Role of IL-6 in Angiotensin II–Induced Retinal Vascular Inflammation
2010
Retinal vascular inflammation is a common feature of blinding diseases such as diabetic retinopathy, retinopathy of prematurity (ROP), and choroidal neovascularization.1 Interleukin (IL)-6 is a potent proinflammatory cytokine involved in many pathologic processes characterized by vascular inflammation and injury, including proliferative diabetic retinopathy, choroidal neovascularization, atherosclerosis, and cancer.2–7
Vascular inflammation is a complex process that is thought to be initiated by activation of the immune system leading to increased expression of the angiogenesis/permeability factors vascular endothelial growth factor (VEGF), leukocyte attachment protein intercellular adhesion molecule (ICAM)-1, and monocyte chemotactic protein-1 (CCL-2).1,8 Previous studies have shown that IL-6 shares common characteristics with VEGF, in that both are induced by hypoxia and hyperglycemia and both play a role in vascular inflammation, vascular permeability, and pathologic angiogenesis.9–16 IL-6 has been shown to induce VEGF expression in models of choroidal neovascularization and tumor angiogenesis.4,7 However, the specific role of IL-6 in retinal vascular disease is unclear.

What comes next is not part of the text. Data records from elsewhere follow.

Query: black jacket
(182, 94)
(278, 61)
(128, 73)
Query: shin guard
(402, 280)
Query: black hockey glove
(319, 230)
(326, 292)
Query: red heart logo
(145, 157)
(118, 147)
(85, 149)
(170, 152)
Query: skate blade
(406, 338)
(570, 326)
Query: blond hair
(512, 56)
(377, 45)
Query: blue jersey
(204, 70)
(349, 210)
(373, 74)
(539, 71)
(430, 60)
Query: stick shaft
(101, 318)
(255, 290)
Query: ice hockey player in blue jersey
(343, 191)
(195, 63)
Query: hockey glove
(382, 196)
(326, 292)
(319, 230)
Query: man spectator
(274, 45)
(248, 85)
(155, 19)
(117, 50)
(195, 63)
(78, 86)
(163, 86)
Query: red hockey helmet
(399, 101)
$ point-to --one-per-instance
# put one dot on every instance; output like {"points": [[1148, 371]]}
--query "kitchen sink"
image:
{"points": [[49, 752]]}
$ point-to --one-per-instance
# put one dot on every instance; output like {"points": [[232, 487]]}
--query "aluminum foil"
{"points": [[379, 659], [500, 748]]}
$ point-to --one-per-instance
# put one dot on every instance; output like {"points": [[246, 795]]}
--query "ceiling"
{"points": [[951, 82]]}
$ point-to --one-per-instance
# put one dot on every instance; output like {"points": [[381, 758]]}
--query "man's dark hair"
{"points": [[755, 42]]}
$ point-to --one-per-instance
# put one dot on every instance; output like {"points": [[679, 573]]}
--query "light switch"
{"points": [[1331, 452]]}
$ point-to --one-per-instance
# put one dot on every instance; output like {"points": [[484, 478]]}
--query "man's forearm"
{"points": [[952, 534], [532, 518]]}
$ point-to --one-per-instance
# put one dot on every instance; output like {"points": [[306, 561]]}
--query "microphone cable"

Accumulating evidence has indicated that angiotensin II, the effector protein of the renin angiotensin system (RAS) has a fundamental role in the pathogenesis of retinal vascular diseases, including retinopathy of prematurity, proliferative diabetic retinopathy, choroidal neovascularization, and endotoxin-induced uveitis.17–22 In addition to its well-known vasoconstriction activity, angiotensin II is a potent inducer of vascular growth and inflammation. Other studies have demonstrated that intravitreal delivery of angiotensin II in rats induces VEGF expression and vascular inflammation, as shown by increased leukocyte adhesion to the retinal vessels in a process that requires reactive oxygen species (ROS) generation.18 Angiotensin II can also induce increases in VEGF expression in vitro by increasing ROS formation.23 The proinflammatory action of angiotensin II has been associated with increased expression of IL-6 in models of peripheral vascular disease. This process is thought to play a critical role in the development of vascular inflammation.6,24,25 The specific role of IL-6 in vascular injury is not yet understood, but upregulation of VEGF is thought to be involved.4,7 The purpose of this study was to investigate the mechanism by which angiotensin II induces retinal vascular inflammation and determines the specific role of IL-6 in this process.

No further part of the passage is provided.